Sunday, 5 February 2012

Work in the Winter Garden


IT’S WINTER BUT THERE’S WORK TO DO

This has been an excellent winter for catching up with outdoor gardening tasks. It has not been too cold, but just enough frost to firm up the ground for getting on with the digging. We have not been bothered with a lot of wet weather or snow so fence repairs, staking and fruit bush pruning are all in hand. The mild weather has brought on a lot of early flowers with snowdrops, crocus and aconites about a month ahead of their normal season. Normally we should worry about this, as a late frost will do them no favours, but weather forecasts do not seem to give us much cause for concern, so just enjoy the bonus for as long as it lasts.

Outdoor tasks

Harvesting continues with fresh vegetables from the allotment including cabbage, kale, sprouts, Swedes, Swiss chard and leeks. Stored eating apples are now finished, but Bramley cooking apples are still plentiful, though a few are developing a wee bit of brown rot, so these are removed as soon as they are spotted. Onions in store are still perfect, quite sweet and full of flavour.
Prune summer fruiting raspberries by removing lasts years fruiting canes down to ground level and tying in all the one year old canes which grew last year as they will produce this year’s crop. If you have a lot of canes remove any weak ones and reduce the number to leave enough so that when they are tied in along the top wire with a running knot the canes will be spaced about four inches apart.
Autumn fruiting raspberries are removed entirely at ground level as the row will produce new canes which will fruit at the end of summer and into autumn.
I feed my summer fruiting raspberries but not the autumn ones as they have never lacked vigour and I do not want canes higher than six feet. However I will give them both a good dressing of well rotted compost to help conserve moisture just in case we get a dry summer. Now don’t laugh, it is perfectly possible, though most unlikely if we consider recent past summers.

 Blackcurrants were pruned immediately after fruiting, but redcurrants can now be winter pruned. I have established a bush with nine main stems. All side shoots growing from these main stems are spurred back to a few buds and two of these stems will be replaced each year as new young shoots grow up from the base.
Gooseberries are grown on a short leg to allow good air circulation as previously older varieties were very prone to mildew. Modern varieties are more resistant so mildew is not a problem. Cut out any shoots growing up the centre and those on the outside if they are too near the ground and if there is still a bit of congestion in the middle which can make picking a thorny nightmare then do a bit of spur pruning to assist picking.
Brambles are pruned like summer raspberries but as the shoots are quite long devise a bending and looping system without breaking the canes so they take up less room.
Outdoor grape vines need an annual cut back of all shoots back to one bud on the established framework. When the vine is in its early years allow it to grow like a fan or espalier apple so it fills its allotted space with a framework of main branches spaced about one or two feet apart. These will need a permanent strong wire support as in summer the young shoots can grow very long if you don’t get the summer pruning done on time. It is these young shoots that produce the bunches of grapes. Each shoot then gets summer pruned back to two leaves after the bunch, but now in mid winter they are cut off right back to the stem.

Indoor tasks

Greenhouse grapes are grown the same way, but the framework is usually upright rods spaced about 18 inches apart. Pruning needs to be completed in January as they are quite quick to start growing in the warmth of the glasshouse.
Geranium grown from cuttings are now well rooted and can get potted up into small pots.
Blackcurrants in the freezer surplus to our needs are now being brewed into another batch of wine.

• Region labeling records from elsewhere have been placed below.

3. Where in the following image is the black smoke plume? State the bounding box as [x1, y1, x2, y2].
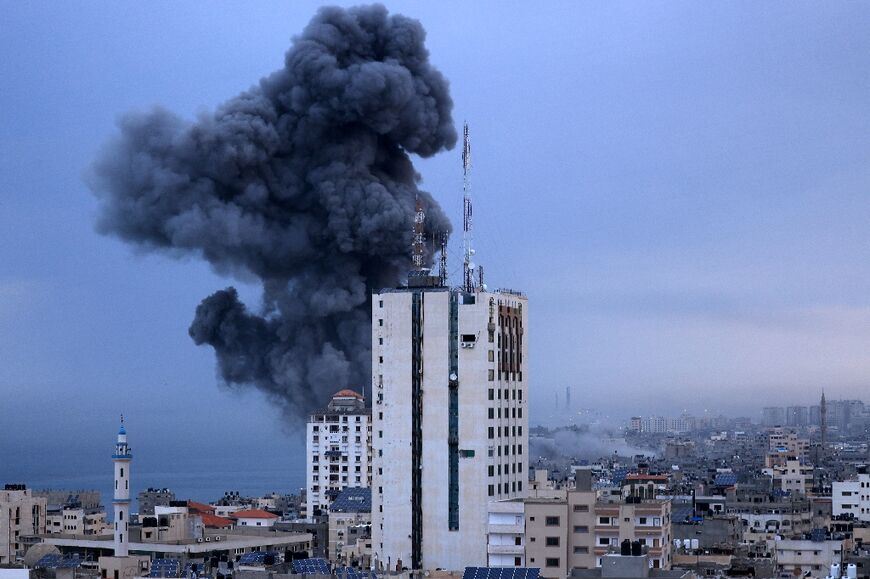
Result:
[92, 5, 456, 415]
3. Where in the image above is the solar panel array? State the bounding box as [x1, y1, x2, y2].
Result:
[462, 567, 541, 579]
[293, 558, 332, 575]
[36, 555, 82, 569]
[239, 551, 278, 565]
[713, 472, 737, 487]
[148, 559, 181, 577]
[334, 567, 378, 579]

Plant of the week.  Winter Aconites

Winter aconites, Eranthus hyemalis, normally appear in February but when we get these mild winters they can start to show their buttercup yellow flowers in early January. They associate well with snowdrops and compete to see who can produce the first flower of the year. Plant a patch close to a window so you can enjoy the promise of spring just round the corner from the warm comfort of your home.
They belong to the buttercup family, are not too fussy about soil and will grow in sun or shade as long as the ground has good drainage. They are perfect under deciduous trees that have a dense canopy as the Aconites produce their leaves quite early, while light and sunshine can filter through. As soon as the tree begins to produce its canopy, the aconites have had their short growing season so are happy to go dormant, and if the ground goes dry under the tree canopy this helps to ripen off the corms. Propagate by splitting up clumps immediately after flowering and save and scatter the seeds as soon as they are ripe. They will flower from seed within three years.